BOSTON, Massachusetts, May 2026
Kernal Biologics announced it will present new data on its mRNA 2.0 platform and T-cell-targeted lipid nanoparticle (tLNP) technology at the American Society of Gene & Cell Therapy (ASGCT) 2026 Annual Meeting, highlighting a breakthrough approach to in vivo CAR-T cell programming. The company’s platform integrates AI-driven mRNA design with targeted delivery systems, enabling highly selective activation of therapeutic payloads directly inside the body.
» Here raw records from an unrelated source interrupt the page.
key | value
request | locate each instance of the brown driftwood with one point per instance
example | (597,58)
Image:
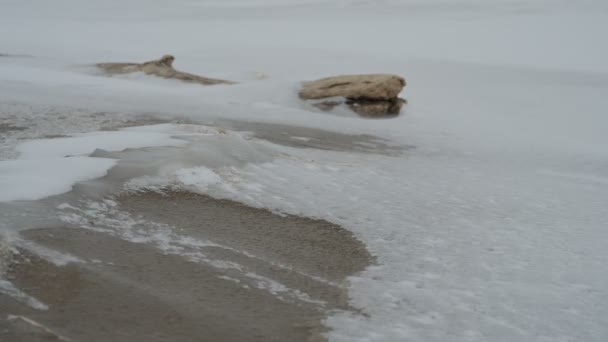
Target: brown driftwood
(160,67)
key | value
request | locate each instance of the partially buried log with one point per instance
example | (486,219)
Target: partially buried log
(160,67)
(367,95)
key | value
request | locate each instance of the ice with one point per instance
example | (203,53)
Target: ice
(40,178)
(491,228)
(84,144)
(49,167)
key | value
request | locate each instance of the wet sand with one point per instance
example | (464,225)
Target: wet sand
(127,291)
This innovation addresses key limitations of traditional CAR-T therapies, including complex manufacturing, high cost, and limited accessibility, positioning Kernal Biologics at the forefront of next-generation cell and gene therapy innovation.
AI-Driven mRNA Design Enables Precision Targeting
A central component of Kernal Biologics’ platform is its machine learning-based mRNA engineering pipeline, which enables precise control over where and when therapeutic proteins are expressed. The company reported up to 40-fold cell-selective translation in vitro and 10-fold oncoselectivity in vivo, demonstrating a significant leap in target specificity and safety.
By incorporating selective translation mechanisms, the platform ensures that therapeutic activity occurs only within intended target cells, reducing off-target effects and improving clinical outcomes. This dual-layered approach—combining targeted delivery with controlled gene expression—represents a major advancement in precision medicine and RNA therapeutics, particularly in oncology and immune-related diseases.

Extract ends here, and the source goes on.